Ayer el amigo Roberto Ferrero me reenvió el artículo de Argemino Barro, publicado en El Ágora en junio de 2020, y el certero comentario de Roberto Rovasio. Ambos hacen referencia al libro The Coddling of the American Mind (2019) de los sociólogos Greg Lukianoff y Jonathan Haidt. El libro tiene un título complejo para los hispanoparlantes, ya que coddling hace referencia a mimar o consentir, o sea, sería algo así como Mimando la Mente Norteamericana. En realidad, ambos autores se inscriben en una larga tradición de la sociología norteamericana que, haciendo oídos sordos a los finos análisis de Robert y Helen Lynd y de Wright Mills, pretenden en base a algunas encuestas comprender «las nuevas tendencias» en diversos grupos etarios y que esconden una postura política de derecha tras un lenguaje pretendidamente científico. En este caso, se trata de «estudiar las nuevas tendencias entre la juventud» norteamericana.

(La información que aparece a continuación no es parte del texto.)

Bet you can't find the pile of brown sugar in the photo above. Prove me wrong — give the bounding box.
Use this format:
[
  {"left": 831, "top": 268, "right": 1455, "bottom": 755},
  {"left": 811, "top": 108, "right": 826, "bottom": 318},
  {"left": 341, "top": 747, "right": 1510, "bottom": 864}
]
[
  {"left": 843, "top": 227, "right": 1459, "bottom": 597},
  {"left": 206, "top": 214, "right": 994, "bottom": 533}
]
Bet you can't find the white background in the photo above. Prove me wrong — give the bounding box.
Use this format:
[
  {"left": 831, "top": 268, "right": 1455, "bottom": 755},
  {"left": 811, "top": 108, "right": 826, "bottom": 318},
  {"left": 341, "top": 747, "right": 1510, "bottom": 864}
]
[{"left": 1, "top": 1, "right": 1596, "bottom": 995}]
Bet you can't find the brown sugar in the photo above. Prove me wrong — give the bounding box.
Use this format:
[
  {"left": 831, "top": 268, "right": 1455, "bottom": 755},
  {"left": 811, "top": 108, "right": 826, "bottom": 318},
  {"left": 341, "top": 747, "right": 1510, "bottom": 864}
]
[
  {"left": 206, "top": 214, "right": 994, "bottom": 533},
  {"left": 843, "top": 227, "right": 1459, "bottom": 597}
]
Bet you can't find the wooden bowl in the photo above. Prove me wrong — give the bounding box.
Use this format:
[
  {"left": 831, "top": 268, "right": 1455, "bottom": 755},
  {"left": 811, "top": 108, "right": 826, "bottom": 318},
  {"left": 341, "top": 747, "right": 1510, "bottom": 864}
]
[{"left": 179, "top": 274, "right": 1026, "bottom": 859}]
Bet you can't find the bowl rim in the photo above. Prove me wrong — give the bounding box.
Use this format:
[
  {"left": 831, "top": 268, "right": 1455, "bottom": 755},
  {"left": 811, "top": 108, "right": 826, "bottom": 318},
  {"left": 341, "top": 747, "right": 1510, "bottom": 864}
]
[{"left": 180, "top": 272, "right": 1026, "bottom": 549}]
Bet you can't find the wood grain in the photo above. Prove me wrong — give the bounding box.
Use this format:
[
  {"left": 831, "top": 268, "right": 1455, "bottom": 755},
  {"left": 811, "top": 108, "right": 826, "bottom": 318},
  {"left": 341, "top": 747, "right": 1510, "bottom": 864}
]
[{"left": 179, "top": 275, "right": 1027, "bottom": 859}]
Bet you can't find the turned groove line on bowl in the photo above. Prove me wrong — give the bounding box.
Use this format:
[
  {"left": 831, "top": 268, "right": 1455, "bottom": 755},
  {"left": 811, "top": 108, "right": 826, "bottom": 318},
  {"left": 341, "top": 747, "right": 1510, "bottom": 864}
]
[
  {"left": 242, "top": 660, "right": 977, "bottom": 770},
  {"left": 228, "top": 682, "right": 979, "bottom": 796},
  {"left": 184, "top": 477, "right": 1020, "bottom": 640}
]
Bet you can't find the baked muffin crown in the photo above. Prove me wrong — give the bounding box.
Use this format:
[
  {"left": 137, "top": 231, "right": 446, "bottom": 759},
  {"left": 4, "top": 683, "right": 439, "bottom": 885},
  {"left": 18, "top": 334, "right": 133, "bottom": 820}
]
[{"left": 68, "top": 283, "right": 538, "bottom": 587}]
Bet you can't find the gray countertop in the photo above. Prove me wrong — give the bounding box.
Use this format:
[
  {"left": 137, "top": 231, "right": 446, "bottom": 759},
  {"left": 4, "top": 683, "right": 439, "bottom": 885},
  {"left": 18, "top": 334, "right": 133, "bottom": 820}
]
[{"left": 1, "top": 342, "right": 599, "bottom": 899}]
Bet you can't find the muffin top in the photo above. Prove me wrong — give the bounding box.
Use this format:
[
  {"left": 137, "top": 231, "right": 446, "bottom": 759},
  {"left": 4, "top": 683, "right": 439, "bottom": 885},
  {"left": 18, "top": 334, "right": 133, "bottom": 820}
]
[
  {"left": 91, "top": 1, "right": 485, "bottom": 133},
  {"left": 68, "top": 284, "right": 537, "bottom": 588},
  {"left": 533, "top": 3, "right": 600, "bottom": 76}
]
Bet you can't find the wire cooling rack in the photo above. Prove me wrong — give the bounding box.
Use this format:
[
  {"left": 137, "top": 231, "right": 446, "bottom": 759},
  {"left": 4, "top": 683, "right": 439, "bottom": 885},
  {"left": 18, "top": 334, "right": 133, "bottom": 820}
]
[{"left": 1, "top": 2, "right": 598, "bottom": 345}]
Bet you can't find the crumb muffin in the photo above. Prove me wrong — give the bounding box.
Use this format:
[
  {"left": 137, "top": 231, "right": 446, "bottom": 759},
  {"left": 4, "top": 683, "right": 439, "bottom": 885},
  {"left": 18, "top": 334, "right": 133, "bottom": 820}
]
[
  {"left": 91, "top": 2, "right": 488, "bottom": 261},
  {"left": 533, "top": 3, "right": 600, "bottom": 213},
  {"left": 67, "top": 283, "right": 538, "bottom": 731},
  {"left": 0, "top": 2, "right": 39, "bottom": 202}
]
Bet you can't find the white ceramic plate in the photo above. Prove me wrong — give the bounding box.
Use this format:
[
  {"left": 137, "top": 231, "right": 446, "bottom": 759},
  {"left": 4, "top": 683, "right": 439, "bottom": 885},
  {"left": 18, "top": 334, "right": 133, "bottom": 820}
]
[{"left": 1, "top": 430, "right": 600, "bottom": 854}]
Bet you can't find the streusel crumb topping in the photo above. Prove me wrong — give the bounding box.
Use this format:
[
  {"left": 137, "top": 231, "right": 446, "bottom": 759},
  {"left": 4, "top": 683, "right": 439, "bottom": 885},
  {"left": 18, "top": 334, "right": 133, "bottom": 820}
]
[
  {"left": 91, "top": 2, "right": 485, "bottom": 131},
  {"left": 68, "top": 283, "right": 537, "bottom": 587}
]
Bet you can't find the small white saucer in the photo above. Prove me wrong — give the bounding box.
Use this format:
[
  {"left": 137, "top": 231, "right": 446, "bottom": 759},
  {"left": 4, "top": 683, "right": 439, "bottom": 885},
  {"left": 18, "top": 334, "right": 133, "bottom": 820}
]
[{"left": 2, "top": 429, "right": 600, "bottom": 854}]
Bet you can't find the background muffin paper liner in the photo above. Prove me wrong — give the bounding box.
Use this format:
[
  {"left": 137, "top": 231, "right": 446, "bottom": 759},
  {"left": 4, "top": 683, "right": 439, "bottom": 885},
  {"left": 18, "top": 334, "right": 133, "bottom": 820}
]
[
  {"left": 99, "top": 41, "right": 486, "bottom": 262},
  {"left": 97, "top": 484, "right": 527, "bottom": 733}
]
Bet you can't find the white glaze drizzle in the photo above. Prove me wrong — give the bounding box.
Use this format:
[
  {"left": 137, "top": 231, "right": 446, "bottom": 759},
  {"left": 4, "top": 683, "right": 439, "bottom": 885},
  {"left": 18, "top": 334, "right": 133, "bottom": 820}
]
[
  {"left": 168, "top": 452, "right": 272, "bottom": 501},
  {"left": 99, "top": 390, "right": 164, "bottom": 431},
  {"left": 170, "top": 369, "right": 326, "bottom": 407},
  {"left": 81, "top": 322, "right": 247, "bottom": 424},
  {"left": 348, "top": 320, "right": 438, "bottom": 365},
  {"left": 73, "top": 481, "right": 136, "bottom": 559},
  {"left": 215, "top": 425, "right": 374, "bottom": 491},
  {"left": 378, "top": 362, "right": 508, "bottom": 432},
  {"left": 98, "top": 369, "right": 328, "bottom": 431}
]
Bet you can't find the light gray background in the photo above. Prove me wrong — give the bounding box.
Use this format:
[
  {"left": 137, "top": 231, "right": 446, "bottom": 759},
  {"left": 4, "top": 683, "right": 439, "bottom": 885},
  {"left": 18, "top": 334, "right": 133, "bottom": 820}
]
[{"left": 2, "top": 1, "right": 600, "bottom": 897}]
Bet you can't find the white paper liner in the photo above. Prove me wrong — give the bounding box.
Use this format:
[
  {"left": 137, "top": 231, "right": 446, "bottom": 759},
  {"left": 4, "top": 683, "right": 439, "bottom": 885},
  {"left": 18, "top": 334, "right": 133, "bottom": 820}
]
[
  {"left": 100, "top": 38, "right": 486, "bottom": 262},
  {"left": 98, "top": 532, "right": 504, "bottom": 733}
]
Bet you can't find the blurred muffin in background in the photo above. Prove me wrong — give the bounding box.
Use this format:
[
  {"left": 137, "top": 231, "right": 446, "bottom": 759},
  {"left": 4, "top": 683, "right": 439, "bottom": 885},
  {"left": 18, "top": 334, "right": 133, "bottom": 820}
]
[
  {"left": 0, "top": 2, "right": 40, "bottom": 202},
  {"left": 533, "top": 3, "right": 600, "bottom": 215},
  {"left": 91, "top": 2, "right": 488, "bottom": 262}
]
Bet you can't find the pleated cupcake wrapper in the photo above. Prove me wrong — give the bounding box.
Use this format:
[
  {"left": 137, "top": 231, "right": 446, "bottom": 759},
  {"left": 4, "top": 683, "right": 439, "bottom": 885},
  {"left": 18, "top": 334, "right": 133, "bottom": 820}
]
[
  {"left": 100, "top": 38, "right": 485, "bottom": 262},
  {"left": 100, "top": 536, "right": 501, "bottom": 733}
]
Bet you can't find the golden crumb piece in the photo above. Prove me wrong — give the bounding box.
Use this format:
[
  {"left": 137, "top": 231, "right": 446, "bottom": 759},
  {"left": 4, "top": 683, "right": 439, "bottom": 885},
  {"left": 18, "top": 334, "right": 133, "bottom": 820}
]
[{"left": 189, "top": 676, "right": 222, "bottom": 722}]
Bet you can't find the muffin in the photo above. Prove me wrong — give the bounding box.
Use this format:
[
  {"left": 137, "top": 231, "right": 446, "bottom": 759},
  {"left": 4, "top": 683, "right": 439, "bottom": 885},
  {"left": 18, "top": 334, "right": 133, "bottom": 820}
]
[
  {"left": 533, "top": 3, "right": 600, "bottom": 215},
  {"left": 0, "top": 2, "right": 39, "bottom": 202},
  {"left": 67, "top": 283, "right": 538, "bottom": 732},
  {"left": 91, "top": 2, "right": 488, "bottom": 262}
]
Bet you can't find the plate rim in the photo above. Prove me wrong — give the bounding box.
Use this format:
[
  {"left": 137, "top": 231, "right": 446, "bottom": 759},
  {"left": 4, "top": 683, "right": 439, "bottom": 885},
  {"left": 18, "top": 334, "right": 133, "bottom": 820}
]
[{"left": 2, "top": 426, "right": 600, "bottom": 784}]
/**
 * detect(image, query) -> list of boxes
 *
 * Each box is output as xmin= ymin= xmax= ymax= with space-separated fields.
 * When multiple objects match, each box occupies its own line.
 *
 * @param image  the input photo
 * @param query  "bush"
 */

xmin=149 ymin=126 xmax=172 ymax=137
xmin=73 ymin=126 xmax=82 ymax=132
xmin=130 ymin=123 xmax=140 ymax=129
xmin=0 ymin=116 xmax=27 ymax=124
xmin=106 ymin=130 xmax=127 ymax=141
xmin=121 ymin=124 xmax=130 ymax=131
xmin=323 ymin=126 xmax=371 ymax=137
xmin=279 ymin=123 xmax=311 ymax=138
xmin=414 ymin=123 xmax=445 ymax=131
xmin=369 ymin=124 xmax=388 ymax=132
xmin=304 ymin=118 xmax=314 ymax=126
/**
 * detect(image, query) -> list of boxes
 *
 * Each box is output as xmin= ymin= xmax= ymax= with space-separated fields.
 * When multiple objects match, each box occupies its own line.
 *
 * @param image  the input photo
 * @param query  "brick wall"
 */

Ahora, mucho peor que los dos autores sociológicos, cuya simplificación de los problemas sociales está a la altura de McDonald’s para el arte culinario y Budwiser para la cerveza, son los problemas del reseñador Barros que parece aceptar a pies juntillas todo lo que dice el libro. En realidad, Barros está interesado en lo que denomina una «nueva horneada de “guerreros de justicia social” que se ha gestado en las universidades y que empieza a tomar posiciones de responsabilidad». Para esto hace referencia a la destrucción de algunas estatuas de generales confederados de la Guerra Civil y de que han impedido a personajes de derecha, como el conservador Charles Murray, dar conferencias en lugares como Middlebury College. De ahí, junto con Lukianoff y su coautor, contabilizan 379 acciones similares en 18 años, para luego repetir que «la proporción de docentes [universitarios] izquierdistas frente a los conservadores era de cinco a uno», mientras que en la Humanidades esta proporción era de 10 a 1. Todo para asegurarnos que la nueva generación de universitarios norteamericanos, «furiosos y despiertos» (angry and woke), han evolucionado hacia la izquierda. Es indudable que la juventud norteamericana es el nuevo faro de revolución mundial… hasta que empezamos a examinar con cuidado lo que dicen estos buenos señores.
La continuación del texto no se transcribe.